I am using CUDA_VISIBLE_DEVICES = 0 but yet the process ends up using GPU 2 instead of GPU 0. So now i have 2 processes on GPU 2 as shown below. Note this seems to work randomly sometimes. Any clues or hints would be appreciated.
I am using CUDA 7.0 and I observed if i make CUDA_VISIBLE_DEVICES only “0”, then I cannot start sample programs, even though #0 is sthere according to nvidia-smi and is runing my X windows.
I am resisting upgrading to 7.5 if there is no certainty that it could solve the problem.
But I have seen posts that say they should correspond one to one. Even if they don’t, shouldn’t they be consistent? otherwise what is the point of CUDA_VISIBLE_DEVICES if it is not honoured? How how can one figure out the mapping between what nvidia-smi reports and CUDA_VISIBLE_DEVICES?
Yes, there should be a one-to-one correspondence or mapping. (assuming you don’t make a system configuration change)
You haven’t provided the sequence of commands that you are issuing or a great many other details, so I was just pointing this out in case you didn’t already know it, and were expecting that a process launched with
CUDA_VISIBLE_DEVICES=“0” ./my_task
would always end up on the device enumerated as zero by nvidia-smi
That is not guaranteed to be the case.
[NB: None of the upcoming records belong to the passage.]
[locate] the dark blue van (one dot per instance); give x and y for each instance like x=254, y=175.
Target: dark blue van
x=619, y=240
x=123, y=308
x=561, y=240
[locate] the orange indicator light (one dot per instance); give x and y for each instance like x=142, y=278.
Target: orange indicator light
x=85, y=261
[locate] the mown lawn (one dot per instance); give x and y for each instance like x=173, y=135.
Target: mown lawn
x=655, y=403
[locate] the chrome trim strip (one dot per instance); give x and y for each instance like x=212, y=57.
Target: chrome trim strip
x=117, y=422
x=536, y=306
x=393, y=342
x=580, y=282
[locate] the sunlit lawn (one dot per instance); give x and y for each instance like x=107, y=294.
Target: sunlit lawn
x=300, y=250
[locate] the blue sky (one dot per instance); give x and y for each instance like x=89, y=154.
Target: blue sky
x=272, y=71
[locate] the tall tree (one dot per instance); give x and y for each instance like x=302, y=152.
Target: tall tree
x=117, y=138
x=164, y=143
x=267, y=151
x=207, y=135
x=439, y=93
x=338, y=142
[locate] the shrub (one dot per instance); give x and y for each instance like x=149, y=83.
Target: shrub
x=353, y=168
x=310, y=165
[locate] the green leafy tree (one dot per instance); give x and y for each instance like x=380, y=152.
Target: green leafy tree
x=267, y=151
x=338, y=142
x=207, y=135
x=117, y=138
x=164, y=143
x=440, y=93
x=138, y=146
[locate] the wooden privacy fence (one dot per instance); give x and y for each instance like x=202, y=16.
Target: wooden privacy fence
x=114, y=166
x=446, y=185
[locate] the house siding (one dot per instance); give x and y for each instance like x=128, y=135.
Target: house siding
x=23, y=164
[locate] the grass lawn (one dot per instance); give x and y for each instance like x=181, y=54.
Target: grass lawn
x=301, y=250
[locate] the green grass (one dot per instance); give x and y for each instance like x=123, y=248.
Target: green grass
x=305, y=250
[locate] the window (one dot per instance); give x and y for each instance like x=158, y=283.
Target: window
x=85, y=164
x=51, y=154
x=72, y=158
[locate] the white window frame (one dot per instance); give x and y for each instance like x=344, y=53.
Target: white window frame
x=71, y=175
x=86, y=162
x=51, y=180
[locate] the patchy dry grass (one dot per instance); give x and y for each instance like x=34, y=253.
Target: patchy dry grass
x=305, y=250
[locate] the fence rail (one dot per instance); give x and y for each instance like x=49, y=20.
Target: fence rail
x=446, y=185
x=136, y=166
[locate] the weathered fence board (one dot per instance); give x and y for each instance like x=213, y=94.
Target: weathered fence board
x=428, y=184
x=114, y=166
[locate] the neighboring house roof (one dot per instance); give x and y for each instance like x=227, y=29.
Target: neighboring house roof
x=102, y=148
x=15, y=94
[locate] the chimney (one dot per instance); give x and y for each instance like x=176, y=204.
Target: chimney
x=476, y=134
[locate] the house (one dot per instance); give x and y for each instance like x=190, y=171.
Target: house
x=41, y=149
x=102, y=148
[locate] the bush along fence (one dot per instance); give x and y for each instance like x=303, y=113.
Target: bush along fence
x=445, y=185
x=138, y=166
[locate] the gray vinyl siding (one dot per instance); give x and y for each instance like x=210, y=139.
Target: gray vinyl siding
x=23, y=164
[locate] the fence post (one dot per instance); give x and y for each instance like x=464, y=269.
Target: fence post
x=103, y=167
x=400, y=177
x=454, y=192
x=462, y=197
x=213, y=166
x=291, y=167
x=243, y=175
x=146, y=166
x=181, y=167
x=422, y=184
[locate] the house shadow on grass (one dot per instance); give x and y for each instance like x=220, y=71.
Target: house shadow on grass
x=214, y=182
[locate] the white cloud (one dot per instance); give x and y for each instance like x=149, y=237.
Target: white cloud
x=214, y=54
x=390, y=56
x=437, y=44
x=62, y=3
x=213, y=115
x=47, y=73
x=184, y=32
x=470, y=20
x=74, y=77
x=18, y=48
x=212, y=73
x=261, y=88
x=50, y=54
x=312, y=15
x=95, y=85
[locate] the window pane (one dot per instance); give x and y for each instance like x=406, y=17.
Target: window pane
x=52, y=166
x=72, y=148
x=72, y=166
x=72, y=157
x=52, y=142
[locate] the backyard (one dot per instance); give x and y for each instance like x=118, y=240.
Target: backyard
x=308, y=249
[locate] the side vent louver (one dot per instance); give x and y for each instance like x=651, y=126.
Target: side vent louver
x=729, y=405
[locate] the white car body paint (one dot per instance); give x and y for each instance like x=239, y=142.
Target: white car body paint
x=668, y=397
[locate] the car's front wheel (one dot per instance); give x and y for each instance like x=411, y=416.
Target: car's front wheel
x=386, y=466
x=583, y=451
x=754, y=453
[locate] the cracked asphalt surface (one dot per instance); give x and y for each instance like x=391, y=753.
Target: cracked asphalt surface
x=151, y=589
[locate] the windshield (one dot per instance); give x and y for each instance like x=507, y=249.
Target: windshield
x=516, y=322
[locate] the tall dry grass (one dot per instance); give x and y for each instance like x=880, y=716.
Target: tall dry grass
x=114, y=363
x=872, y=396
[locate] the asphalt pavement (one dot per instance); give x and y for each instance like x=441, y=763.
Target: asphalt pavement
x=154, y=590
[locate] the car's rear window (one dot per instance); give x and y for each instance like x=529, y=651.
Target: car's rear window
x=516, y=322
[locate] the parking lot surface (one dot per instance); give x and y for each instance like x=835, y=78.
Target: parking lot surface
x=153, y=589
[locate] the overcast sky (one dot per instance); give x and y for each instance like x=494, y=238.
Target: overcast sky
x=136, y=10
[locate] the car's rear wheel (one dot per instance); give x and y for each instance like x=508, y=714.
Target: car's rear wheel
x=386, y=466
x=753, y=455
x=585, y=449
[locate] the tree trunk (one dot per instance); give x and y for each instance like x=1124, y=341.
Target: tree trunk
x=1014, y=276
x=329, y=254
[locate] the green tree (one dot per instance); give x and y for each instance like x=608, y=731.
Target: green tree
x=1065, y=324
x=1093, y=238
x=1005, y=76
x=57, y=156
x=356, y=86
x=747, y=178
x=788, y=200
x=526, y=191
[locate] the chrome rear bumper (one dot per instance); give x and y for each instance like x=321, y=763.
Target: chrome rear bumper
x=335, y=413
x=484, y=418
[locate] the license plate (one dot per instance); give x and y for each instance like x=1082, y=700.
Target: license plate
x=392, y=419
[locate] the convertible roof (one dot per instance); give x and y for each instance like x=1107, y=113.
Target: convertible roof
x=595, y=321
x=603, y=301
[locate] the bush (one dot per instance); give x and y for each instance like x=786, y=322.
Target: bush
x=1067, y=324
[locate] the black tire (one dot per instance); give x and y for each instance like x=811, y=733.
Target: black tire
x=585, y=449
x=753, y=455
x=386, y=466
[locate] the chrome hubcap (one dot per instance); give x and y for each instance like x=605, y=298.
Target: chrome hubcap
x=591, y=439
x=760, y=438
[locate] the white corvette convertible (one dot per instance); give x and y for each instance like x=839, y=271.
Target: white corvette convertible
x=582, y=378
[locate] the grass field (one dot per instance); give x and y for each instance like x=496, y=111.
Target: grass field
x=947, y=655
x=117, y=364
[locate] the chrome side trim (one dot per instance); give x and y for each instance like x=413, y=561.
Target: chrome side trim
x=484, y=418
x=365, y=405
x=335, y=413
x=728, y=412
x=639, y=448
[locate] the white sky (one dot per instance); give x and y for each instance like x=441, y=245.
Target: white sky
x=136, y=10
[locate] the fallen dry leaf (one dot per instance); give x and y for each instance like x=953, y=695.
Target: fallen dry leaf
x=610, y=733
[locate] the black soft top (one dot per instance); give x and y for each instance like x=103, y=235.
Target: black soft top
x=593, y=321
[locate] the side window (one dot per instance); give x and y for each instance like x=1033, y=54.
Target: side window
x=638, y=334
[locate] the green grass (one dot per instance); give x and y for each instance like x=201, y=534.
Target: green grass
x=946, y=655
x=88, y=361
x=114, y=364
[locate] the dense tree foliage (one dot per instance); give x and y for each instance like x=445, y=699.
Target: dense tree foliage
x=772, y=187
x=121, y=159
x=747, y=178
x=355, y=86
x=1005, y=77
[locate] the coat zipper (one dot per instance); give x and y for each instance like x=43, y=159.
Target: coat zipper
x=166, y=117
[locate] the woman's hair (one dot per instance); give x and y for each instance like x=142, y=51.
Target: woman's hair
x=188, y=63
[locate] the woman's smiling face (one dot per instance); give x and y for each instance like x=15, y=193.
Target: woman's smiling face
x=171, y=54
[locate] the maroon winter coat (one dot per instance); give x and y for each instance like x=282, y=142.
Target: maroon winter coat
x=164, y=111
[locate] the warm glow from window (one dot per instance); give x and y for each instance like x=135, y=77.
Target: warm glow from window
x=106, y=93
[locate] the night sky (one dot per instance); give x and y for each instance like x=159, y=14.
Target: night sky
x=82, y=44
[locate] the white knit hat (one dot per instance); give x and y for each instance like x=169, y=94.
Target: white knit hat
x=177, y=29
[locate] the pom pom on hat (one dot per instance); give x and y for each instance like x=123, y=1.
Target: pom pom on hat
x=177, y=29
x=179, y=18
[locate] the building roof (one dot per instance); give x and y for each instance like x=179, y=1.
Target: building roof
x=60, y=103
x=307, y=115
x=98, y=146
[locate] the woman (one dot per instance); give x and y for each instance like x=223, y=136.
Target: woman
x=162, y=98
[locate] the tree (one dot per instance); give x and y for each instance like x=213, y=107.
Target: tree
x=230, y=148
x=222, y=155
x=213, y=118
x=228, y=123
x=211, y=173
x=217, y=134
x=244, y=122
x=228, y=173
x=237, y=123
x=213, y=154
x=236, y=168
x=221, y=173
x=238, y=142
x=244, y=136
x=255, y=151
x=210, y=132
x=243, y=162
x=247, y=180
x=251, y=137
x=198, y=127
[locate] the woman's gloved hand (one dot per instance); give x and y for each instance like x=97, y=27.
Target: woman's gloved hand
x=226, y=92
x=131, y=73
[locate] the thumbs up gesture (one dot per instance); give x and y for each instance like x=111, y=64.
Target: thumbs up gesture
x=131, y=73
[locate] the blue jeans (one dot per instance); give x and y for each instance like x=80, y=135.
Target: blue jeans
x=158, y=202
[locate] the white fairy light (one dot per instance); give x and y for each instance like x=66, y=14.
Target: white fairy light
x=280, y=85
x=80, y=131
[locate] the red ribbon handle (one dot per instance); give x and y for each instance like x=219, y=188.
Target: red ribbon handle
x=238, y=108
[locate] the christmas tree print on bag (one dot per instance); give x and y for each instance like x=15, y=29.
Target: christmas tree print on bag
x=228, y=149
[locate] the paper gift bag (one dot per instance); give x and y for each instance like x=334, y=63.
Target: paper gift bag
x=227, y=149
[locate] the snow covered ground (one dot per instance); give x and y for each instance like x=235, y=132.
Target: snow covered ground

But if you launch such a process, and it ends up on device 2 (as reported by nvidia-smi) then future commands of the form:
It’s not random.
Nor is it always guaranteed to be reversed. It is SYSTEM SPECIFIC.
In a given system, if you don’t make any configuration changes (changing the motherboard, changing the BIOS, changing slots that cards are installed in, changing the OS, adding other PCIE devices, etc.) then there will be a fixed mapping from CUDA device enumeration to nvidia-smi device enumeration. But this is not guaranteed to be the mapping:
0:0
1:1
2:2
It might be:
2:0
1:1
0:2
It might also be:
1:0
2:1
0:2
Or any other arrangement, that involves a 1:1 mapping.